Dicho estudio dirigido por la profesora Ericka Rascon Ramírez en la Universidad de Essex, Inglaterra, logró comprobar esta teoría que atribuye éxito académico, profesional y rasgos de emprendimiento y liderazgo en la personalidad, a seres humanos que crecieron en hogares con padres poco permisivos, flexibles y consentidores, más bien por el contrario, con suma autoridad, múltiples normas y gran disciplina.
Para confirmarlo, los científicos tomaron una muestra en la población de 15.500 estudiantes con edades comprendidas entre los 13 y 14 años de edad, quienes a su vez fueron divididos en dos grupos: hijos con mamás permisivas e hijos con mamás estrictas. A partir de ello, se les hizo seguimiento por 7 años, específicamente desde el año 2004 hasta el 2012.
Al transcurrir este período, las interrogantes inicialmente planteadas en la investigación acerca de por qué algunos jóvenes tienen mayor posibilidad de acceder a la educación superior e incluso obtener mejores calificaciones y reconocimientos, yendo más allá del factor de inteligencia o economía y enfocados en su entorno familiar, finalmente se respondieron.

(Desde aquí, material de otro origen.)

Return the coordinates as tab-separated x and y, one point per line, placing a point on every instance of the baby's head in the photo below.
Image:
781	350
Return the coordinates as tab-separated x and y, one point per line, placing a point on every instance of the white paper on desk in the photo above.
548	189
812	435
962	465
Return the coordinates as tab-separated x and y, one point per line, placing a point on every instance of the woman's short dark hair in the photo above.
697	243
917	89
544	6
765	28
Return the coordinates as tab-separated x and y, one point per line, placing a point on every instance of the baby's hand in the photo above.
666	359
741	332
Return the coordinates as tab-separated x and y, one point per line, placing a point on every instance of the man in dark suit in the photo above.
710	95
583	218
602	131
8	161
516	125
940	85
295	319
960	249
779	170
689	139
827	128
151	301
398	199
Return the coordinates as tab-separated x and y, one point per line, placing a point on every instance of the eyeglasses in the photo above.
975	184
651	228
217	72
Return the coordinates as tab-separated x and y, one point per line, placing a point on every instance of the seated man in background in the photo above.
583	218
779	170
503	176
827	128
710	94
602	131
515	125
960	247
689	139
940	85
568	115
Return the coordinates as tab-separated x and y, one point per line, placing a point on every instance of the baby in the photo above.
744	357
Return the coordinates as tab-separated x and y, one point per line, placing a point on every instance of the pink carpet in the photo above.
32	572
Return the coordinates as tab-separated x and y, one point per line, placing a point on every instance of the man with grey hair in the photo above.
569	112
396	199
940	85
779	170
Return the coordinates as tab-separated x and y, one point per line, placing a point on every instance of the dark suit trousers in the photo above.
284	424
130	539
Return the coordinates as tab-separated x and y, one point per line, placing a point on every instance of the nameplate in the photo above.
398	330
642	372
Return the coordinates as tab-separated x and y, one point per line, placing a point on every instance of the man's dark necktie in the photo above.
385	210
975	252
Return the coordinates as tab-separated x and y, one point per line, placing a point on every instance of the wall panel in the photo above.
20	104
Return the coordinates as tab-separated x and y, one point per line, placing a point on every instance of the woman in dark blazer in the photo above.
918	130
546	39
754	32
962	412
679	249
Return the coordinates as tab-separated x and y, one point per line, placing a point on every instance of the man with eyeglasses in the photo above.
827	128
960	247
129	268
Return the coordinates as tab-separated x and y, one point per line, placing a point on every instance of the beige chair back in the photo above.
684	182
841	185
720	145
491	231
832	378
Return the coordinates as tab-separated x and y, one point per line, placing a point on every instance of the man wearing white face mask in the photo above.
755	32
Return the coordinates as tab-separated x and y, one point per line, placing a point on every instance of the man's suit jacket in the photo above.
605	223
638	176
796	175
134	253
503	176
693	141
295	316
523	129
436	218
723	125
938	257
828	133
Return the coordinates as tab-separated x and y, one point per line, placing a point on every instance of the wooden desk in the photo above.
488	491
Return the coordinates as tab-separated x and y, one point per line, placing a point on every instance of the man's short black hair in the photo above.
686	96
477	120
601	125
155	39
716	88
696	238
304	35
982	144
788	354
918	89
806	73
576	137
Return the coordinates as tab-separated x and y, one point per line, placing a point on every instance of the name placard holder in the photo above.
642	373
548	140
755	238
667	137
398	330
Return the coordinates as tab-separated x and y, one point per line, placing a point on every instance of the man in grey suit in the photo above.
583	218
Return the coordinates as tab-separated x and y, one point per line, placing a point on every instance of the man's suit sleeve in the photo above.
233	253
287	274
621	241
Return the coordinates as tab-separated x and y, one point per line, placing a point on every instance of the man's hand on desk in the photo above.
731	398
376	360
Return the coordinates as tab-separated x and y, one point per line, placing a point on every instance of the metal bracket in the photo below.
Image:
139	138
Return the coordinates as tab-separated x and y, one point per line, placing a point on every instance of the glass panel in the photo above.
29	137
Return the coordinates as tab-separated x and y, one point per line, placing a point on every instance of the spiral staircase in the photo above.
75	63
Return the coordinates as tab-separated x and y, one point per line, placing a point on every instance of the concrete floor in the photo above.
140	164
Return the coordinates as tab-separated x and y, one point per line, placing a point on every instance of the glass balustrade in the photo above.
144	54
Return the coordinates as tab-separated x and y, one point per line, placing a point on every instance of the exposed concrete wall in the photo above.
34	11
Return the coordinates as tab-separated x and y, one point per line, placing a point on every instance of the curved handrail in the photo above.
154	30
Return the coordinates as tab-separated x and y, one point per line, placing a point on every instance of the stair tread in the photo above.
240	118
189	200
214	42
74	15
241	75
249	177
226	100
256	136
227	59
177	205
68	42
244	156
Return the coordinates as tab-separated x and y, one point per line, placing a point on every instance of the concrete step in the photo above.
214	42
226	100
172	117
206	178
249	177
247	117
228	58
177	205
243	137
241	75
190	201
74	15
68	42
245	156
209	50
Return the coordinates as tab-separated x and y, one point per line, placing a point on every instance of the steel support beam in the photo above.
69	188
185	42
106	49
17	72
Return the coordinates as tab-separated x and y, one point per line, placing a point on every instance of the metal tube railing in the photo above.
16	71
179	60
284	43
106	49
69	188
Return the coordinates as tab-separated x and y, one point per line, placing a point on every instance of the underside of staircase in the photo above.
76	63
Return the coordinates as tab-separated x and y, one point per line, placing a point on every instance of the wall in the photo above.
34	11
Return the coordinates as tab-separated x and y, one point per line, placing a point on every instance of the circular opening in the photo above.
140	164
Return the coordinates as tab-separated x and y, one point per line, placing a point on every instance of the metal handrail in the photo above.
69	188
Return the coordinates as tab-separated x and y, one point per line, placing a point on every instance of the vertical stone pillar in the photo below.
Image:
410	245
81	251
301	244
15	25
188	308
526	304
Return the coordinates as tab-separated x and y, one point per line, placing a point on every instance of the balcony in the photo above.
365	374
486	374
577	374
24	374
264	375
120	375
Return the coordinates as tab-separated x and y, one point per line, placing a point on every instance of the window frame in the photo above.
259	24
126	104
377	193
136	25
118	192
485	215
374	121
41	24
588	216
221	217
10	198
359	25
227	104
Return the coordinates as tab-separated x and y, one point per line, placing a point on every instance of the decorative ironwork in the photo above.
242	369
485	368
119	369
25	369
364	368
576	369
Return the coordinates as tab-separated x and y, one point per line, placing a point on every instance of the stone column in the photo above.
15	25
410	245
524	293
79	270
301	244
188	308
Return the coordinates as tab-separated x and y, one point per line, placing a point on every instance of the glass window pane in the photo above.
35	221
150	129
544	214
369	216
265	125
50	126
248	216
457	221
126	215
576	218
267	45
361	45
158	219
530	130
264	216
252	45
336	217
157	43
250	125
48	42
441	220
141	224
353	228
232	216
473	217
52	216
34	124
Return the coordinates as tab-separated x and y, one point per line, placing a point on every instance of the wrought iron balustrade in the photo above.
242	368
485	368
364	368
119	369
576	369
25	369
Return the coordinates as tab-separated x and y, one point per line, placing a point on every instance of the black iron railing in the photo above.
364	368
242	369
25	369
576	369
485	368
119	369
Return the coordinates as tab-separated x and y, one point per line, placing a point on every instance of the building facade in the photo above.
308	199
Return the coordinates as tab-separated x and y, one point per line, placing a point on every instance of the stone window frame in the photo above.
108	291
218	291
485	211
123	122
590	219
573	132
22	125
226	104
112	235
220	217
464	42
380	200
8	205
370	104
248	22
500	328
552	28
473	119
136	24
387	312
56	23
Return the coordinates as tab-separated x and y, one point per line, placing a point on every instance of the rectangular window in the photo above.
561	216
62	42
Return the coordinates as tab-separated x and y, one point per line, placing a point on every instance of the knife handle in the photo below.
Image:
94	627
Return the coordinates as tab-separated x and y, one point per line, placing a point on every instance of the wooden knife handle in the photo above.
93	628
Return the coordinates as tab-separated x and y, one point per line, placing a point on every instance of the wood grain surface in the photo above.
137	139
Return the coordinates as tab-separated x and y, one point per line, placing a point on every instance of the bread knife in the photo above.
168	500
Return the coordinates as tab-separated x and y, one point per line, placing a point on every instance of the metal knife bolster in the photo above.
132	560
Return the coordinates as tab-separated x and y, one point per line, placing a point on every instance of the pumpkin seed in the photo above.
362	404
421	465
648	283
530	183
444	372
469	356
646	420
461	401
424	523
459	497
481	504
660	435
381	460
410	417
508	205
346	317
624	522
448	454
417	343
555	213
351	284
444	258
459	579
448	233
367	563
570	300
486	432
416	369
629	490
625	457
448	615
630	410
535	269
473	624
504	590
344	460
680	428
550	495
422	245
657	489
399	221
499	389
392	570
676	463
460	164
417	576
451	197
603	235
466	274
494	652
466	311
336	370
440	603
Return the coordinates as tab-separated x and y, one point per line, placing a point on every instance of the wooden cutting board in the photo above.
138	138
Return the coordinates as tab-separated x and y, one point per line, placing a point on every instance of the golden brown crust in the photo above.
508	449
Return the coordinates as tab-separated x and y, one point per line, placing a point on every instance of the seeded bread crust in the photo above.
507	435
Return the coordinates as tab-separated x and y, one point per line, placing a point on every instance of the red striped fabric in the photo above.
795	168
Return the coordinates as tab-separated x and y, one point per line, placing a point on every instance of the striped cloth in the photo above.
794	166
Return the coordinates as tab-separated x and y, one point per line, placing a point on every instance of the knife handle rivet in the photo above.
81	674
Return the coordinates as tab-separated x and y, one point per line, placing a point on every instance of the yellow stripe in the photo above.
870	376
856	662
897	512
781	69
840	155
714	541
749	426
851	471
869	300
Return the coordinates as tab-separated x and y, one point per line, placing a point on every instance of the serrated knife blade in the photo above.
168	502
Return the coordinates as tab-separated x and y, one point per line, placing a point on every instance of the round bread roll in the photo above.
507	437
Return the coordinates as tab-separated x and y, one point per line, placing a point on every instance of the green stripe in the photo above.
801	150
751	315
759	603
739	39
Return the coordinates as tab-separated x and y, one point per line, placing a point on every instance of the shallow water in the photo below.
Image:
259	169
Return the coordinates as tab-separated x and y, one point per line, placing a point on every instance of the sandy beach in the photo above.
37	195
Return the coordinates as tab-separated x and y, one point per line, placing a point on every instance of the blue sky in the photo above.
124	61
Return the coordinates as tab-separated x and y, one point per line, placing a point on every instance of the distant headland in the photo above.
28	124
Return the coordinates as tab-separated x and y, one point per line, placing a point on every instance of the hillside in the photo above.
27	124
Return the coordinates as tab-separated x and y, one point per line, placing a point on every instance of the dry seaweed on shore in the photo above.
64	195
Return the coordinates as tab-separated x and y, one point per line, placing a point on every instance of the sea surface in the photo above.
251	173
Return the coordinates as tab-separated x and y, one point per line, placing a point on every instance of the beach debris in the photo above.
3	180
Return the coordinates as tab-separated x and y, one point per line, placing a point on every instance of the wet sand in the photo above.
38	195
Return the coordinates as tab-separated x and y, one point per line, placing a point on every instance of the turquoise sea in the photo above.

Obteniendo que, los hijos con mejor desempeño académico, amplia madurez emocional y habilidades sociales, eran los menores criados por una figura materna fuerte y estricta, que algunos catalogan como “mamás insoportables”. Éstos al mismo tiempo, fueron los que en mayor proporción finalizaron la secundaria y decidían continuar sus estudios superiores, siendo más propensos a asistir a prestigiosas universidades y ganar mejores sueldos como profesionales a futuro.
Por otra parte, también se comprobó que tanto chicas como chicos educados por madres exigentes y disciplinadas, tienen un reducido porcentaje de probabilidad de convertirse en padres en la adolescencia, e incluso a lo largo de su vida académica.
En definitiva, de que tan estricta sea una madre puede depender, que tan exitoso sean sus hijos en la adultez. Así que si se tiene una mamá que se preocupa y exije más de lo que se espera, probablemente ahora no sea comprensible y pueda ser irritante a ratos, pero en un futuro seguramente los hijos lo entenderán y mejor aún, se lo agradecerán.